Strongyloides stercoralis is an important cause of “super infections” which can rapidly lead to death. These “super infections” are precipitated or enhanced by the host’s loss of immunocompetence whether by disease or steroid use.
Disease / Pathology
Strongyloides stercoralis initially penetrate the skin of the host as the larvae form and gain entry to the cutaneous blood vessels. Mild irritation may occur at the site of entry. These larvae will then migrate to the lungs via to the pulmonary capillaries. One they reach the pulmonary capillaries they break out into the alveoli and ascend the trachea to be swallowed and proceed down to the small intestine. In the small intestine they penetrate the epithelium of the glands, molt twice and reach their maturity within 2 weeks.
It is in the lungs that signs of pneumonitis may first appear. The cough is dry.
Peptic ulcer like symptoms appear once the intestinal phase of the infection begins. There may be cumulative damage to the intestinal wall from the movements of the females within the tissues, the constant deposition and hatching of eggs, and escape of first-stage rhabditoid larvae. These rhabditoid larvae are the diagnostic stage generally looked for in an ova & parasite examination. The eggs of Strongyloides are seldom encountered in an ova & parasite examination. Larvae can occasionally be detected in the sputum, or other body fluids.
Eosinophilia can be present in either the specimen (sputum and feces) or complete blood cell count. In addition, patients may present with red itchy rashes on various parts of the body but most commonly on the trunk. This is a reaction to the larvae migrating through the epidermis layers and may be an indicator of a super infection.
Alterations in the immune system or steroid treatments may precipitate super infections in which the organism actively migrates throughout the body infecting multiple organs with dire consequences. Complications and death are directly due to the organ system most affected or due to a parasitic induced bacterial sepsis.
Location in the Host
Strongyloides stercoralis is found in the upper small intestine mucosal epithelium. In “super infections” the filariform larvae of the worms may migrate to all organs of the body.
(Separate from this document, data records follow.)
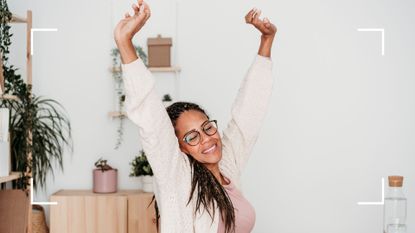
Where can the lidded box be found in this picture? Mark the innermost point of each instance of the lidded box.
(159, 51)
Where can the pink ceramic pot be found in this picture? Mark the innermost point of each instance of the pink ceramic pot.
(105, 182)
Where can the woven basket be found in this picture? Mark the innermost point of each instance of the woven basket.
(39, 220)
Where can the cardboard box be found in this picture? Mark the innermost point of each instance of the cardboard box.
(159, 51)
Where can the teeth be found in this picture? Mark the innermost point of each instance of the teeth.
(210, 149)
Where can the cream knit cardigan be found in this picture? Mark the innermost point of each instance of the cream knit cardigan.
(172, 171)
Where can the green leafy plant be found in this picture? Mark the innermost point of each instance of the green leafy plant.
(40, 128)
(102, 165)
(140, 166)
(117, 75)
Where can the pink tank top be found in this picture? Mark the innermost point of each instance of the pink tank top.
(244, 212)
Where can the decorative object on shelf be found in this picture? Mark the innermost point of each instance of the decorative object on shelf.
(40, 128)
(105, 177)
(167, 100)
(119, 88)
(141, 168)
(159, 51)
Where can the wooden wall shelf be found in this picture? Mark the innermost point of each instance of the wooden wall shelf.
(18, 19)
(153, 69)
(117, 114)
(12, 176)
(9, 97)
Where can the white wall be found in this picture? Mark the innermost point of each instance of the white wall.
(342, 116)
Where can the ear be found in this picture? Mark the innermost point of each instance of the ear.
(183, 148)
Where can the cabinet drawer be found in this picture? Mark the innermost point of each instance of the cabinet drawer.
(89, 214)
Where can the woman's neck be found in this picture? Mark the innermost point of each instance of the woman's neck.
(214, 168)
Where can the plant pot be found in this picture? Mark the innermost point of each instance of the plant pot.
(147, 182)
(105, 181)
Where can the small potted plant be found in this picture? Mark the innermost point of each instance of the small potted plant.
(141, 168)
(167, 100)
(105, 177)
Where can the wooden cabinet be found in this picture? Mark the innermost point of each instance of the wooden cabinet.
(82, 211)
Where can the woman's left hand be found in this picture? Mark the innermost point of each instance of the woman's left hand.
(267, 29)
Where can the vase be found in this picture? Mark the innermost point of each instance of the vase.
(105, 181)
(147, 182)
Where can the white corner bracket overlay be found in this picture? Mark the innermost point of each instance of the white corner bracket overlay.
(39, 30)
(381, 30)
(379, 202)
(38, 203)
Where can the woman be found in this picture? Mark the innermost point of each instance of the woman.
(196, 171)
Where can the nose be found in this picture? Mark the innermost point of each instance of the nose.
(204, 138)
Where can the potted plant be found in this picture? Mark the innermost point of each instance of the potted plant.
(167, 100)
(140, 167)
(105, 177)
(39, 127)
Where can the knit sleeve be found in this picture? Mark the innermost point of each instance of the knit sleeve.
(248, 112)
(145, 108)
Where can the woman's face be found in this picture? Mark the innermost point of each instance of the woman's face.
(209, 149)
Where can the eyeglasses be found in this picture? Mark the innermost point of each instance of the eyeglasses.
(193, 137)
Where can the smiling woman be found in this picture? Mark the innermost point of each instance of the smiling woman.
(184, 148)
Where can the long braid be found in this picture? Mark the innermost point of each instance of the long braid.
(210, 193)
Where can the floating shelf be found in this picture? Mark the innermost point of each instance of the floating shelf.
(18, 19)
(12, 176)
(117, 114)
(9, 97)
(165, 69)
(153, 69)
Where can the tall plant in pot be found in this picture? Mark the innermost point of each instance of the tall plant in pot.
(140, 167)
(40, 128)
(105, 178)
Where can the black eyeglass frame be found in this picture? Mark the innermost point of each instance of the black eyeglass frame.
(203, 129)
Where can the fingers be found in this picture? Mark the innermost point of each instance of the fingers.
(146, 10)
(253, 16)
(266, 23)
(257, 13)
(248, 17)
(135, 8)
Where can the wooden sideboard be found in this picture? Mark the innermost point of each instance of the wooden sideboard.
(82, 211)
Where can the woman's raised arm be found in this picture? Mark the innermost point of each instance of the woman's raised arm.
(145, 108)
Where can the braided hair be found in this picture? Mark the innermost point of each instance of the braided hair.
(210, 192)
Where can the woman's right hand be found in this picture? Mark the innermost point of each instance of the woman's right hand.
(130, 25)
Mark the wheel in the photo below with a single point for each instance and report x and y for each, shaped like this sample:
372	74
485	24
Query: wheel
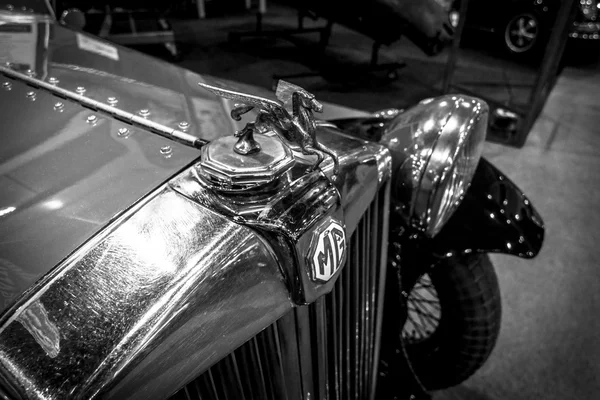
522	33
454	314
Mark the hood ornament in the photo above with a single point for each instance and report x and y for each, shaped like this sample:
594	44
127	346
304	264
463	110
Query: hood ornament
297	128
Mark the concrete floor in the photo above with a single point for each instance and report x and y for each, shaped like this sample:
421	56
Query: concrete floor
549	345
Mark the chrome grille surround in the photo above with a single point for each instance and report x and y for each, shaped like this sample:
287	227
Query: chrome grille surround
326	350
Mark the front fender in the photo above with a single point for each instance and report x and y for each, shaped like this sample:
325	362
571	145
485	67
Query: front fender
495	216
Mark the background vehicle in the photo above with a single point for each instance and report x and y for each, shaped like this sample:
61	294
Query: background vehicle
165	264
522	26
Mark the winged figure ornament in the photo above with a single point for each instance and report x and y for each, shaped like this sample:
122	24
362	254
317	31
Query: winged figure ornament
291	118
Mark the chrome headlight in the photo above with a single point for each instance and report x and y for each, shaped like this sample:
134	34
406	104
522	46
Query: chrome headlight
436	147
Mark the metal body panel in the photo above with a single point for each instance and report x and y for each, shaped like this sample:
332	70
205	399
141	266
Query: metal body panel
288	213
64	178
495	216
70	176
171	283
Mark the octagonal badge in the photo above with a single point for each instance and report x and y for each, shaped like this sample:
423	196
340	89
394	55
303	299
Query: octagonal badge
327	250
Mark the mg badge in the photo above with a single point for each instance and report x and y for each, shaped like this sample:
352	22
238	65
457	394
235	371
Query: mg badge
327	251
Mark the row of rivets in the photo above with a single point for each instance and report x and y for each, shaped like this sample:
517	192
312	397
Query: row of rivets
123	132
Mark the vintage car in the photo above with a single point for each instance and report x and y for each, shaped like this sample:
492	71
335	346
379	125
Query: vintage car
165	234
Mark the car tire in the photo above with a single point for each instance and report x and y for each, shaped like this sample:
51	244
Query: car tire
468	324
521	33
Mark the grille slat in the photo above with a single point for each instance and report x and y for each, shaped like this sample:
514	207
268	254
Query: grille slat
326	350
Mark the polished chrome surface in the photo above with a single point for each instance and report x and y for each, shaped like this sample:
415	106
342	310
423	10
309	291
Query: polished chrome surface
428	143
64	179
148	304
291	118
226	169
326	350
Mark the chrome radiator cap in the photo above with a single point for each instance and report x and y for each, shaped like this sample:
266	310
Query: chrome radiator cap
226	170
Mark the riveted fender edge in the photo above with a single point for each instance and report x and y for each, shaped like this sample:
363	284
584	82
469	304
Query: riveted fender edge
494	217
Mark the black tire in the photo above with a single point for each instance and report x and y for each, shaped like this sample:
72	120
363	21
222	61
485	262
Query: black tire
468	327
517	25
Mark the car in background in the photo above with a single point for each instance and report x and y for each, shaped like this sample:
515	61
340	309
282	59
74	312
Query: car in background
149	249
523	26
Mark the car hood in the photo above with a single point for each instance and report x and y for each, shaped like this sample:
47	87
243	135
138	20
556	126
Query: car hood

Strongyloides stercoralis is primarily a nematode found in warm climates but has also been found in temperate and cold regions. The islands of the Caribbean such as Puerto Rico have been found to have the nematode.
Morphology & Diagnosis
A Strongyloides stercoralis diagnosis is made by the detection of the active rhabditiform larvae in the stool. The eggs of the nematode are rarely seen in a feces examination. The larvae are many times confused with those of hookworm or Trichostrongylus.
The larvae can be distinguished by their tails. The filariform larvae of Strongyloides have a notch while those of hookworm filariform larvae have a pointed tail.
The rhabditiform stages are similar as well and can be distinguished by Strongyloides’s short buccal cavity when compared to the hookworm’s long buccal cavity.
Though the eggs are rarely seen in the feces for Strongyloides, it is important to note that when they are seen they are virtually indistinguishable from those of hookworm. Therefore a diagnosis cannot be made solely on the presence of one egg.
Larvae can be present in the sputum and as a result can first be detected by the presence of serpentine patterns of growth on the artificial media cultured. Larvae can also be detected by an astute technologist in the Gram’s smear of a sputum sample, albeit a rare finding.